Le démarcheur est l'employé talentueux d'une boite (tiens, c'est drôle ça, pas fait exprès) de pompe funèbre, qui lui doit beaucoup, pour ses épitaphes gravées dans le marbre et pour lesquelles il a un talent naturel depuis sa presque plus tendre enfance. En début d'ouvrage, il se met en tête de partir en quête de nouveaux clients pensant aux phrases qui les résumeront le moment venu et faisant venir le moment, avec un objectif de part de marché sans borne. La raison de ce changement de comportement qui prend des proportions inquiétantes pour l'humanité entière n'est pas claire, sans doute un goût de l'auteur pour la cocasserie et la poésie. La manière dont il tue, ou provoque la mort, n'est pas claire non plus, si même c'est bien de cela qu'il s'agit, car je dois dire que c'est encore un livre qui m'a laissé le goût amer du picon-bière dans la bouche, alors même que, je vous jure, monsieur le juge, j'étais plus sobre que jamais, lorsque j'ai traversé ce livre dans le train qui me ramenait chez moi. Ce sentiment d'incompréhension de phrases entières, alors que, de chaque mot pris séparemment, je connais la définition, ne s'estompe pas à la relecture répétée de certains passages : Éric est tout à demi-mot, mais mon problème, c'est que bien souvent il me manque l'autre moité pour trancher sur ce qui est dit, et qui est sans doute bidonnant. Je me rassure en me disant que l'on ne vit pas dans le même référentiel, mais, tout de même, je me sens bien peu de chose, surtout avec ce sentiment d'alcoolique à l'insu de mon plein gré.

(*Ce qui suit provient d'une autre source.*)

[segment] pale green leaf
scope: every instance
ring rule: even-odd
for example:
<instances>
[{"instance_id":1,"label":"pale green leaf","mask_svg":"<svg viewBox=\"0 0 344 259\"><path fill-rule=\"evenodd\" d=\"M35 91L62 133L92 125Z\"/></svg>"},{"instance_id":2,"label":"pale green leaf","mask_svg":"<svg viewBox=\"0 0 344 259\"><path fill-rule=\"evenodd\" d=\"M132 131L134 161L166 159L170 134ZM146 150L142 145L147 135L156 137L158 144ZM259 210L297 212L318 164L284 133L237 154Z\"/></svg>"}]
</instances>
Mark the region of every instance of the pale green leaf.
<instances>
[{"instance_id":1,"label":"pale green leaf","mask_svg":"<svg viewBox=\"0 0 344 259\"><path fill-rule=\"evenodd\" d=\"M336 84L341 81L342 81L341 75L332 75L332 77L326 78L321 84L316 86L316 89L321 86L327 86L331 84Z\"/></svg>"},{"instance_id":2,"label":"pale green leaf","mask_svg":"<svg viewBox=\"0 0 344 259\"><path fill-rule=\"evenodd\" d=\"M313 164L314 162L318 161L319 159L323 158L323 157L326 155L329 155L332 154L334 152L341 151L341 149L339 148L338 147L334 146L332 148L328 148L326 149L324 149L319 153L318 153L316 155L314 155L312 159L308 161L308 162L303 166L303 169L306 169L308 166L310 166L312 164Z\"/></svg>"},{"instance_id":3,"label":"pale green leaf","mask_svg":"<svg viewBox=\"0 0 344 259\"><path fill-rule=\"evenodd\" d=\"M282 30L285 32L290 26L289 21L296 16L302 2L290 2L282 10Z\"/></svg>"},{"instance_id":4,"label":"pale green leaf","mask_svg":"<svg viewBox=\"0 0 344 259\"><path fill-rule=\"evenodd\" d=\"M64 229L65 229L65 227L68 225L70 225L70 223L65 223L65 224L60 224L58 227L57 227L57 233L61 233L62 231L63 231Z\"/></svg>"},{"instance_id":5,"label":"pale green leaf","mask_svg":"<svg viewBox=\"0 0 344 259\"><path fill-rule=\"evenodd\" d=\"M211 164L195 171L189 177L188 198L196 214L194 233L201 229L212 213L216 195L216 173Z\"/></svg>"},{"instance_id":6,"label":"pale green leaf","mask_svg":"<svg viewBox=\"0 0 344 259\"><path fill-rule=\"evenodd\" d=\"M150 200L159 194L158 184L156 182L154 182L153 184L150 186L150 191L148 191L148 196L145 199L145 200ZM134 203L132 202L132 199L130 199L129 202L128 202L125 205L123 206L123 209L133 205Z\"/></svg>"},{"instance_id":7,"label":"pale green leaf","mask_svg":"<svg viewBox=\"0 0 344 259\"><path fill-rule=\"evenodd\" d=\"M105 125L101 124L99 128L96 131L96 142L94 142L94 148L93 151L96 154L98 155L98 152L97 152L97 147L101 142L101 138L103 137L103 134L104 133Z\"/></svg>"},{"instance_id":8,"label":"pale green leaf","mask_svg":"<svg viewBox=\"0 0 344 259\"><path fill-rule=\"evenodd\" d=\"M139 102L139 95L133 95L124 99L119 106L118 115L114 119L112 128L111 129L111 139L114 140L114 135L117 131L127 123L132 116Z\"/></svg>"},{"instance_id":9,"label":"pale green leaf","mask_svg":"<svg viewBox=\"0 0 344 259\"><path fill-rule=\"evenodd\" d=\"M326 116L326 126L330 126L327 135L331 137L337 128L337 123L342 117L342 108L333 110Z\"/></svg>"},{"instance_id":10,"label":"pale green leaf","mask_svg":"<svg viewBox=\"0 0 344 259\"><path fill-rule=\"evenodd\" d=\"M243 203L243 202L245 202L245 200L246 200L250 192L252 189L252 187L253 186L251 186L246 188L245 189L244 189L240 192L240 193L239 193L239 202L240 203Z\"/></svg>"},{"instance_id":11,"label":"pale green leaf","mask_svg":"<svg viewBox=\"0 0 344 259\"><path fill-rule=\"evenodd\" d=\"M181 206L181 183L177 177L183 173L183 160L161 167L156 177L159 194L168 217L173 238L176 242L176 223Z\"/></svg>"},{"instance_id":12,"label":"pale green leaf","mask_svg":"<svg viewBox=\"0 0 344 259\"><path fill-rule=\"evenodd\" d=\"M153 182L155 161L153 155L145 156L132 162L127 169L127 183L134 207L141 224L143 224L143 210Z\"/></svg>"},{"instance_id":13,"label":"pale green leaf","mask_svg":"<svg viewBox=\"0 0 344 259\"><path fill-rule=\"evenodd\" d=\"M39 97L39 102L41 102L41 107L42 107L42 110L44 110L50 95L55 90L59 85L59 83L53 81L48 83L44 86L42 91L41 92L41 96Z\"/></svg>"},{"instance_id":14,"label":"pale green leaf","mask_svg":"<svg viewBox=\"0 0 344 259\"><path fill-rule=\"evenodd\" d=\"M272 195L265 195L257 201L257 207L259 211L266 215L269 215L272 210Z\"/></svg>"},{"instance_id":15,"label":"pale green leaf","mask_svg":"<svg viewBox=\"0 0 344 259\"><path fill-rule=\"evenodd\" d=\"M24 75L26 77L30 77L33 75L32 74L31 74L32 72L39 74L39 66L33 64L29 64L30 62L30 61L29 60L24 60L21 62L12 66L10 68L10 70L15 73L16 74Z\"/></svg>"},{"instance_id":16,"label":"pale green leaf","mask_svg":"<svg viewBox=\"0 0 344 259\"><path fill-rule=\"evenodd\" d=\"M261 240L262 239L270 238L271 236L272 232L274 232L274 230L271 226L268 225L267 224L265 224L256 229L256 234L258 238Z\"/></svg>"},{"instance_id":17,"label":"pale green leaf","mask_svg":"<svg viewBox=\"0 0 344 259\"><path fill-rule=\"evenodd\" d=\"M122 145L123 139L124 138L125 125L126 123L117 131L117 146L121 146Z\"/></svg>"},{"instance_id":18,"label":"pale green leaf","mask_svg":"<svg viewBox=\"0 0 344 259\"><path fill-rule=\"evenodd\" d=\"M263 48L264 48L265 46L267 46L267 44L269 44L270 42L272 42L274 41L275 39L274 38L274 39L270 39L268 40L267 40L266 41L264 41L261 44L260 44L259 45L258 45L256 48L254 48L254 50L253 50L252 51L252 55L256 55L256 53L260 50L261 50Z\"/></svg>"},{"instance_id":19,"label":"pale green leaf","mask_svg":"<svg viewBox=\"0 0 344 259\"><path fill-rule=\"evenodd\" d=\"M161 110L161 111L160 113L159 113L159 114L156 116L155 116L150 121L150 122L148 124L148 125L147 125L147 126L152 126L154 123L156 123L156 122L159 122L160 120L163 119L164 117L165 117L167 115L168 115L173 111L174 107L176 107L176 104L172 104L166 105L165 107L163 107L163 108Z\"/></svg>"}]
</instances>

Cette lecture a donc été un combat contre mon incompréhension, dont je ne sais même pas si je suis sorti battu à plat de couture ou à deux doigts de la victoire, ou au moins du match nul. Il me faudrait pour cela lire le Lagarde et Michard à la rubrique Éric Chevillard, pour démystifier son ouvrage, même si je ne sais pas si cela est souhaitable, il ne faut ni tricher, ni tuer la poésie. Toujours est-il qu'il m'a fallu du temps avant de me décider à une vision du récit me permettant d'en profiter sans me ronger de l'intérieur à grand coup d'étonnements sur ce que pouvait être ce bordel (si vous retrouvez mes compagnons de rails, ils vous diront les yeux écarquillés qui étaient les miens). C'est sûr, c'est onirique, mais est-ce la réalité qui part en vrille dans le monde que décrit Éric ou simplement quelques doux rêves qui traversent la tête de son personnage central. Vous pourriez dire qu'il n'y a pas grande différence entre l'imagination de l'auteur ou celle d'un de ses personnages, mais dans ce cas, je serais obligé de me fâcher fort fort, car cela n'a juste rien à voir : si c'est dans la tête du personnage que tout se passe, alors, l'auteur est un dégonflé qui n'a pas le courage d'assumer ses délires, dans une sorte de politiquement correct de l'onirisme, un peu comme pour un mauvais film américain (mais en fait pas forcément yankee, à en croire le résumé de "Jean-Philippe" avec Luchini auquel j'ai eu droit avant-hier à table - comme quoi, la culture à l'université n'est pas une mite) où le héros se réveille à la fin, car le scénariste n'arrive pas à se dépêtrer de la pelote de nœuds qu'il a mis tout le reste du film à tricoter (je sais, une pelote, cela ne se tricote pas, n'empêche).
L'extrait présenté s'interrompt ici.